Another slant on the Army is furnished by telling two incidents related to draft classification.

As most readers know, Jimmy Stewart is a Hollywood movie star. The typical American young man, good looking, a nice guy, a believer in democracy and virtue, etc., etc., etc.

Stewart drew a low draft order number. “I’m ready to serve at any time,” he told the press.

A few weeks ago, it appeared. Jimmy’s number was up. He was to be drafted. And then Major Plato, head of the California Selective Service Board, announced a temporary deferment for Stewart. “Metro-Goldwyn-Mayer asked for it.” Major Plato said.
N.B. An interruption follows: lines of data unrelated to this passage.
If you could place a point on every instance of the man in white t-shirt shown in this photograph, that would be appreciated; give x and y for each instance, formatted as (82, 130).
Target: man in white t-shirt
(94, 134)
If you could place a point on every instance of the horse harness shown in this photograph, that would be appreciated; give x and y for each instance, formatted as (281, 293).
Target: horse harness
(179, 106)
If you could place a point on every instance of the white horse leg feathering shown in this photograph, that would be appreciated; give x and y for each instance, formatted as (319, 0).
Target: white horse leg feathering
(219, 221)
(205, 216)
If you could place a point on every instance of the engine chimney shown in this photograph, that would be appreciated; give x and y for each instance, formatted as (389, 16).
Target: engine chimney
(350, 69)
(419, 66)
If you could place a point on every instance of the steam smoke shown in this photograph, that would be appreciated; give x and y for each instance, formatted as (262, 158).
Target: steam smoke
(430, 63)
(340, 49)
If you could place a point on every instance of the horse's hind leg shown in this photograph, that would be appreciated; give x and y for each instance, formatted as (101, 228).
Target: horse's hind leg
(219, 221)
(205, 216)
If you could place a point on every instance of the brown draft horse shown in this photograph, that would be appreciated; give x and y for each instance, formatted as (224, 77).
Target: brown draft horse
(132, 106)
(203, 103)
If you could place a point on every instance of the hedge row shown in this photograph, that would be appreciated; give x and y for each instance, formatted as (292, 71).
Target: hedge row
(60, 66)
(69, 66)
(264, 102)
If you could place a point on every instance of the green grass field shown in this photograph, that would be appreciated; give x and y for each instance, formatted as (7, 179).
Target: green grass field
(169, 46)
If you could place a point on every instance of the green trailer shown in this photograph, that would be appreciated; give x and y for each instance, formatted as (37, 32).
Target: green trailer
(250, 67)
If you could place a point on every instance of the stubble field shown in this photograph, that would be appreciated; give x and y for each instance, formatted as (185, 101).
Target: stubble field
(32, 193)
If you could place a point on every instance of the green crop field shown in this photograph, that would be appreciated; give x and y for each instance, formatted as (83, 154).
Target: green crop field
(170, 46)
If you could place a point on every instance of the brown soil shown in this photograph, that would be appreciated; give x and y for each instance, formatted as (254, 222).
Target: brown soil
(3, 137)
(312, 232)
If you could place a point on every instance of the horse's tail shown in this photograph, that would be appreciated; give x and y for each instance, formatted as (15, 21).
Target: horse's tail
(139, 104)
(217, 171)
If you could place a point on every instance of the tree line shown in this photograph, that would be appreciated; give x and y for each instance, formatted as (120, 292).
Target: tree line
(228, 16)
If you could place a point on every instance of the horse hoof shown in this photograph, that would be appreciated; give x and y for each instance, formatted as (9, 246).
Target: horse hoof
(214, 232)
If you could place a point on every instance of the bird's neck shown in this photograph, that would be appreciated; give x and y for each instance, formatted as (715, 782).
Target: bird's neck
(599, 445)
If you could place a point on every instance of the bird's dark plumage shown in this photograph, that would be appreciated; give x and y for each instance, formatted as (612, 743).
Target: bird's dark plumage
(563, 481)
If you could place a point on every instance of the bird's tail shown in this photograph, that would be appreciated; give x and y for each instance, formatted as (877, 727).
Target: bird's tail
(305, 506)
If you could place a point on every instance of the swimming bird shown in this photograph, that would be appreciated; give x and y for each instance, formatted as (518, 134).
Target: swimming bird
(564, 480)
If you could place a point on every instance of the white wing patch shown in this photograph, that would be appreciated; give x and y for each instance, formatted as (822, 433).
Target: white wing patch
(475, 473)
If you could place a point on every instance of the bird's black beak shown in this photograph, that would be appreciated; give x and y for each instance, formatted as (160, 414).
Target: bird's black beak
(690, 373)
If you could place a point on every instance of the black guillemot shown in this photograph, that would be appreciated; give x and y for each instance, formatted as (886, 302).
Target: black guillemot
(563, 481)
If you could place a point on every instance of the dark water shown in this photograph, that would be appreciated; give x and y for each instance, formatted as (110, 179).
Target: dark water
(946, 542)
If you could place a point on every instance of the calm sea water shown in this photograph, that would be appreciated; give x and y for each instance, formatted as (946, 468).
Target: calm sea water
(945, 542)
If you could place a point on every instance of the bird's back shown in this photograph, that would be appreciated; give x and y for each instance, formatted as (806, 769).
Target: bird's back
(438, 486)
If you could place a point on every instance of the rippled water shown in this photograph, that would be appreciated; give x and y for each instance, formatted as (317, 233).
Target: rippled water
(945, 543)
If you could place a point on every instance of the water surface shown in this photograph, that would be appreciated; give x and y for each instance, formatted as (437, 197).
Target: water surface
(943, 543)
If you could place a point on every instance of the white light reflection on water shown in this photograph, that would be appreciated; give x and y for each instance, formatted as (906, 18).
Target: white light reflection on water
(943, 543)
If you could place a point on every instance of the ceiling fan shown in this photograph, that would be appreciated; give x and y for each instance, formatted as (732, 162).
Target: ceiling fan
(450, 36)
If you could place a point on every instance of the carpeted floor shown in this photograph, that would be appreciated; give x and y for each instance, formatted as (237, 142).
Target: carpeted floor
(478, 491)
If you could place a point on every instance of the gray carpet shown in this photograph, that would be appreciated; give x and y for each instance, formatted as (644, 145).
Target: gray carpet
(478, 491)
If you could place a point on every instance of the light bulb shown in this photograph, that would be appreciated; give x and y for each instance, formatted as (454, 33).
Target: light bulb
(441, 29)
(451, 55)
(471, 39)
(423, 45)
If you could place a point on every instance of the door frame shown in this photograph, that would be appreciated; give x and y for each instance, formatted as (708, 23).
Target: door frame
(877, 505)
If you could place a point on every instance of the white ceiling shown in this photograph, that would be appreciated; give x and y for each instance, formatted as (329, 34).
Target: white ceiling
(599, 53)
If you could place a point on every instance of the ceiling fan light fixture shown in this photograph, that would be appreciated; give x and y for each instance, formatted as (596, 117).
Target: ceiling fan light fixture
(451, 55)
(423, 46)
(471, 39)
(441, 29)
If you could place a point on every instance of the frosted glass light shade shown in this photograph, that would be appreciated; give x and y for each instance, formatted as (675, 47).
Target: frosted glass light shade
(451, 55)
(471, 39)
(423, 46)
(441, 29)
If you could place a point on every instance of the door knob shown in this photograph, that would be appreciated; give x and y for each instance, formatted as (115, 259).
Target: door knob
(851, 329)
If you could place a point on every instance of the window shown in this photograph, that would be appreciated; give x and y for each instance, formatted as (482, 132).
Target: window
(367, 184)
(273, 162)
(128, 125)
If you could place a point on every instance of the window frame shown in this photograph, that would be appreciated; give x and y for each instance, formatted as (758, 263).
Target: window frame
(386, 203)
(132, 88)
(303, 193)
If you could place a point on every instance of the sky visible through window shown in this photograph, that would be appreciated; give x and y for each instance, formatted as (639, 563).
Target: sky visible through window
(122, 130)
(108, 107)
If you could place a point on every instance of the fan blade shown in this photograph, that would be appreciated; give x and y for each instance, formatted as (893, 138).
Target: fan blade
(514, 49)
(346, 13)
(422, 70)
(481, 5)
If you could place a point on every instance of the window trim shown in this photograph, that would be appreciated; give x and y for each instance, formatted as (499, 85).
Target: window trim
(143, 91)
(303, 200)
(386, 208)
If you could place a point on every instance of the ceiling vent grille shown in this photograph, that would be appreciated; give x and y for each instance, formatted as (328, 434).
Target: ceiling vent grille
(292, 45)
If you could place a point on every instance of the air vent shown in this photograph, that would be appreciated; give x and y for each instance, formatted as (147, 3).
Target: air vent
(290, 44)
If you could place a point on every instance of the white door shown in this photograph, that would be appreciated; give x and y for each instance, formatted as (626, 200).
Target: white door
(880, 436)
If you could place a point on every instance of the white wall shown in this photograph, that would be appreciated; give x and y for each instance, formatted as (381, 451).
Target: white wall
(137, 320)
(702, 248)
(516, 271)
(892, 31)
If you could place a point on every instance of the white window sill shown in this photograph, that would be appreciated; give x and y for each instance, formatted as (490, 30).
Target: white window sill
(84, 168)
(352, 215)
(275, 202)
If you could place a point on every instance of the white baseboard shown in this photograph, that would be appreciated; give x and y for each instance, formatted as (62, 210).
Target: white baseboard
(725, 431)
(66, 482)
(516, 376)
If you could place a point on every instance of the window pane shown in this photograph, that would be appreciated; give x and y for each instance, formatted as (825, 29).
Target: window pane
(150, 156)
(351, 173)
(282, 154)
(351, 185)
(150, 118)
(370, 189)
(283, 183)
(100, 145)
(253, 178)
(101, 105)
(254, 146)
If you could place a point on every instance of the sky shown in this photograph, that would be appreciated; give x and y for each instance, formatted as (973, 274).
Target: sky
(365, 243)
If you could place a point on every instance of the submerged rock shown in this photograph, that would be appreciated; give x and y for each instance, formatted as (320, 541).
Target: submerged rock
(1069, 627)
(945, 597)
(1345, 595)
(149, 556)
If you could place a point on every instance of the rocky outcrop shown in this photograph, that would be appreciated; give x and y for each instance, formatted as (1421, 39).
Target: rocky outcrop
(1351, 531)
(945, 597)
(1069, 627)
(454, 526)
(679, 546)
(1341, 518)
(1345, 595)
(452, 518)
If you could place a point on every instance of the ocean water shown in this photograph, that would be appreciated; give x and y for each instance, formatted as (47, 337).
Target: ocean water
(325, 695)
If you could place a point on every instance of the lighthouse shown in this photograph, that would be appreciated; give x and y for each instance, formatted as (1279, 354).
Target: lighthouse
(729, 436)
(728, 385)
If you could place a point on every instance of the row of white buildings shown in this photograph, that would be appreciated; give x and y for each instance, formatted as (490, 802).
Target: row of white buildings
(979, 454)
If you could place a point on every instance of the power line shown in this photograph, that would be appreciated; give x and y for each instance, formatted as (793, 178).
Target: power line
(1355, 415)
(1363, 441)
A storm of protest followed. As one movie critic put it in his nationally syndicated column, “What’s indispensable to national defense in making love to Hedy Lamarr at $2,000 a week?” And how will the average draftee feel about that?

So 24 hours later Major Plato blandly denied that Stewart had been deferred by request, but rather he was reclassified because he was 10 pounds under weight.

Sounds plausible if you ignore the background as related here, which we hope you don’t. But even the new excuse is a flimsy one.

It happens that an Ohio acquaintance of ours out here was called for his final medical exam. A fellow who’s out here for his health.

“When you walk into the doctor’s office you know you’re near the Army. He treats you just a little better than a dog, but not much. Under other circumstances I sure would like to have smacked him one, the way he growled and snorted,” the Ohio fellow said.

But to get back to the main point. “It broke the doctor’s heart that he had to reject me. At first he thought I was only 25 pounds under weight and he was going to O.K. me, but when it was even more, he said I wouldn’t go, at least this time.”

So they’ll take a poor man who is plenty under weight but exempt a rich man like Stewart who is only slightly under weight. “I told the doctor that while I personally was indifferent to being in or out of the Army. I didn’t like the method he went about it, because of the Jimmy Stewart business. Then I was shown the door.”